В начале июля мой отец внезапно был вызван в Москву, где в обстановке строгой секретности ему сообщили, что решением Совнаркома группа руководителей индустрии,  в том числе и он, под видом военнослужащих РККА командировалась в Восточную Пруссию. Цель командировки состояла в демонтаже и вывозе в СССР промышленного оборудования. Отцу присвоили звание майора, выдали пехотную полевую форму, объяснили элементарные правила воинского поведения, и он отбыл в Кёнигсберг, где его уже ожидал взвод настоящих, повоевавших красноармейцев с парой студебеккеров,  на которых им предстояло исколесить всю Пруссию, в том числе и ту её часть, что потом перешла к Польше. Ни отелей, ни гостиниц на территории дотла разрушенной страны, разумеется, не было, но отцу и его команде этого не требовалось: каждый вечер они без проблем находили приглянувшийся им сельский жилой дом,"серьёзно" стучали в него, и, после пары предупредительных выстрелов в воздух, гостеприимные хозяйки дома отворяли ворота. Разумеется, никаких безобразий команда моего отца не допускала, а за постой рассчитывалась, к радости хозяев дома, американскими тушёнками да сгущёнками.

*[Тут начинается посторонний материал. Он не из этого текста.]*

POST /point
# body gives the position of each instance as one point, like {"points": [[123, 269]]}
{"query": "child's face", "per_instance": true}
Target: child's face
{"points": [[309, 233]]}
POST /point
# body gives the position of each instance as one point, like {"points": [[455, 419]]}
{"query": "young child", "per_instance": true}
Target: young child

Так пролетел целый месяц, и уже в начале августа отец вернулся к исполнению своих штатских обязянностей. Только дарованное ему обмундирование, включая шинель, да всякая мелочь, найденная в покинутых бежавшими немцами домах, напоминали о былой командировке. Впрочем,память оказалась долгой: настольные часы-будильник почти двадцать лет исправно отстукивали время, а их светящийся циферблат денно и нощно травил нас радиоактивным излучением, о чем мы, разумеется, тогда даже не могли подозревать. А вот миленькая фарфоровая статуэтка пуделя с корзинкой в зубах  всё ещё живёт своею долгою жизнью: после кончины родителей я, единственный наследник,      взял собачку себе, потом привёз её в Сан-Франциско, поставил на письменный стол, и она поныне ежедневно радует меня. Пустячок, а ведь так приятно! 

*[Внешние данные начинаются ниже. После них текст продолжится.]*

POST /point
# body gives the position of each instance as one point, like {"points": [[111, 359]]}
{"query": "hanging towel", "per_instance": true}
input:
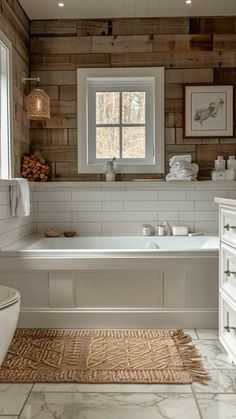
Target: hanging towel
{"points": [[20, 198], [182, 165], [184, 157]]}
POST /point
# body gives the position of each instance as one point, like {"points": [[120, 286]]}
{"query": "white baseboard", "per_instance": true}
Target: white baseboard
{"points": [[111, 319]]}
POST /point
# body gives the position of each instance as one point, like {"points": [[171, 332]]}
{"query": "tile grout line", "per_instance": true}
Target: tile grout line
{"points": [[27, 398], [196, 401]]}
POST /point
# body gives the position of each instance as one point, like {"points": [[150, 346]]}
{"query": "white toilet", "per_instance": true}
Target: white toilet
{"points": [[9, 313]]}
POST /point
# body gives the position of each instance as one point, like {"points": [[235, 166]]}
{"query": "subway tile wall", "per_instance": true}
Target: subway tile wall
{"points": [[99, 208], [12, 229]]}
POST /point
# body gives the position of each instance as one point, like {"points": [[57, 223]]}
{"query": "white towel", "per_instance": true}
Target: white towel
{"points": [[182, 165], [171, 176], [20, 198], [183, 173], [184, 157]]}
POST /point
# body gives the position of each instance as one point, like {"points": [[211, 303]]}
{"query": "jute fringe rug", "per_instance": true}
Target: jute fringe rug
{"points": [[101, 356]]}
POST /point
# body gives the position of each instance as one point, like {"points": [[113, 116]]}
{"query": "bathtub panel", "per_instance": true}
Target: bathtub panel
{"points": [[174, 288], [61, 289], [131, 289], [33, 287], [202, 286]]}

Впрочем, были вещи и посерьёзнее: отец приволок из Германии великолепный прибор-  электромеханический арифмометр, способный вычислять не только в пределах четырёх действий, но и возводить в степень и извлекать квадратные корни. Кроме того, отец притащил старый и безнадёжно неисправный радиоприёмник, который я, сопливый радиолюбитель, безуспешно пытался починить,а также ракетницу и кое-какое холодное оружие. Однако, в сентябре в газетах был напечатан приказ НКВД: сдать всё оружие, имеющееся на руках у населения, и мой отец, во избежание распросов, затопил вечерком сей арсенал в водах речки Карповки. Так что, из всех военных регалий остались лишь майорские полевые погоны, коими я играл, покуда не повзрослел.

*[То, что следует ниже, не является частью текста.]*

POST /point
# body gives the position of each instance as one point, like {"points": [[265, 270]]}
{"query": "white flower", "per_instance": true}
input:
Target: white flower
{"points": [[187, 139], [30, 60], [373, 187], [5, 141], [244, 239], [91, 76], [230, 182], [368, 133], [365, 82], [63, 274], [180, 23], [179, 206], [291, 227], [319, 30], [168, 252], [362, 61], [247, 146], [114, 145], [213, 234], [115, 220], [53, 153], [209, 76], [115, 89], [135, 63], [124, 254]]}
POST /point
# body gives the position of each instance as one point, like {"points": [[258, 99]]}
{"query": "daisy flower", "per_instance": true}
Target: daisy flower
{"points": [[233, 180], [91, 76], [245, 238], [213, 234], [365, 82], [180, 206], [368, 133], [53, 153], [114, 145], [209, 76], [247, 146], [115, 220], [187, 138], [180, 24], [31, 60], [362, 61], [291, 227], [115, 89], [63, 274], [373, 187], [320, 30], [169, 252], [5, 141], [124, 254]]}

А лето продолжалось, и оно было великолепным. Поскольку мама, работавшая в Торфяном техникуме, наслаждалась летними каникулами,  родители сняли дачную комнатку в деревне Прибытково (это в десятке километров к югу от Гатчины), недалеко от торфопредприятия «Кобринское», директором которого был отец.  Мы с мамой нередко ходили к нему на работу, ибо расстояние между Прибытково и Кобрино составляло пару километров, а слегка извилистая просёлочная дорога пролегала через поле, засеянное рожью. Мне нравилась эта дорога и эта рожь, тем более, что вдоль дороги цвели невиданные мною ранее васильки. Я всей детской душой полюбил эти цветы, восхищался ими, иногда делал из них маленькие букетики, и как-то раз объявил родителям, что, когда вырасту, непременно стану ботОником.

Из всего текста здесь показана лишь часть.